A soft clunk sounded as she leaned her weapon against the bulkhead under her shower.

Ariston drew in a slow breath, looking down at his armor while he wrangled his libido under control. Hearing her voice had helped, reminding him that she was a virtual stranger, that he had no romantic interest in her. His foolish body didn’t particularly care about romance or stranger status, knowing only that it hadn’t had sex all that often in the years since Zya had died. There had been a handful of one-night dalliances at space stations, but he didn’t care for those, having always wanted to have a partner and confidante, not a temporary bed mate. His one-nighters had only happened when he’d been drunk and lonely and feeling sorry for himself. None of those things were happening now, so this teenage horniness was uncalled for.

The water shut off, and the red light disappeared.

The hatch opened almost instantly, as if Mick had been standing by the controls, longing to escape as soon as possible. Gods, she hadn’t seen his stupid hard-on, had she? If so, she would be understandably alarmed. She had no way to know he was an honorable man and wouldn’t do anything unwelcome to a woman.

“I’ll find some towels,” she said, and rushed out, disappearing into a well-lit corridor.
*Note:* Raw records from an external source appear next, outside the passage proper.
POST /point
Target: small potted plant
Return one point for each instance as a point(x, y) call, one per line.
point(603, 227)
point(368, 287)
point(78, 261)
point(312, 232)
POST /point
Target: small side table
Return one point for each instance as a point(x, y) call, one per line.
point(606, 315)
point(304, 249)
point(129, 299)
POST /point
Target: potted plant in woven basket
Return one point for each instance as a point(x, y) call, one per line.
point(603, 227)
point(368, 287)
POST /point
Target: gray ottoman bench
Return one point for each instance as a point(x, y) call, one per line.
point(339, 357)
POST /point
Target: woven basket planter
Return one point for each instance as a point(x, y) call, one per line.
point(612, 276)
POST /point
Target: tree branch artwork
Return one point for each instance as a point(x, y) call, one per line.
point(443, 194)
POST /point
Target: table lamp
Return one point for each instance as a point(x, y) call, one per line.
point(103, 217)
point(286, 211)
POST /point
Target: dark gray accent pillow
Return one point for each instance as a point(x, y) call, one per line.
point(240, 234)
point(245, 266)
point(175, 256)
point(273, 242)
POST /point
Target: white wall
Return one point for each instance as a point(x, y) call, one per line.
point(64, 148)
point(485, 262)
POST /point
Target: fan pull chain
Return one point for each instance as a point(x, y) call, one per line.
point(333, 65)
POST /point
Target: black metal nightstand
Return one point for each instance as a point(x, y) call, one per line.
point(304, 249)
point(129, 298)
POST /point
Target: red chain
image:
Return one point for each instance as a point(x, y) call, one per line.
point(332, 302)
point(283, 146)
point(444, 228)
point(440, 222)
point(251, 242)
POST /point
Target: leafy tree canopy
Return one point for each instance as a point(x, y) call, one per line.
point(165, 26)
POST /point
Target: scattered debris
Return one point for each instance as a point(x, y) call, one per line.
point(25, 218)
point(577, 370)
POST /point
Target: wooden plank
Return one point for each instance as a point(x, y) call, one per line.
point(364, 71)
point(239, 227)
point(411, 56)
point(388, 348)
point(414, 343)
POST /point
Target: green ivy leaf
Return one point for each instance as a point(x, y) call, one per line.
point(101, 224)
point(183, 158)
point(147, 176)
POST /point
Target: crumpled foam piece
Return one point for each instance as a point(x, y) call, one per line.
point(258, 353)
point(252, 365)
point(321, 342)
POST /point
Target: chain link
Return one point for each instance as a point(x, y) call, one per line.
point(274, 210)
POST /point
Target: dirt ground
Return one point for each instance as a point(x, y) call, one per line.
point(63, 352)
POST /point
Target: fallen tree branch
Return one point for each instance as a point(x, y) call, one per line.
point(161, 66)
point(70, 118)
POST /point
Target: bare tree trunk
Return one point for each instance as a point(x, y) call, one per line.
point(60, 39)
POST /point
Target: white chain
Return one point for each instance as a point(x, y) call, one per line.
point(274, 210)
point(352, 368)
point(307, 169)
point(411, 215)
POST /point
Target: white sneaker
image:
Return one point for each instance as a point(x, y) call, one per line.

He gathered up his gear, draping his long-sleeved undershirt over the tattoo on his forearm to hide it, and took a step after her, but he realized he still had a problem. He frowned down at his penis, which seemed to think it should stay rigid until he attended to it. He was half-tempted to masturbate while he was alone in the dark airlock chamber, but he didn’t want to explain that if she or her crew opened the door while he was in the middle of it.

“You’re forty-three,” he muttered to it, “not thirteen. Knock it off.”

Despite the admonition, his penis refused to droop. This was what he got for not making more frequent drunken, lonely stops at space stations.

He artfully rearranged his gear in front of himself and strode into the light.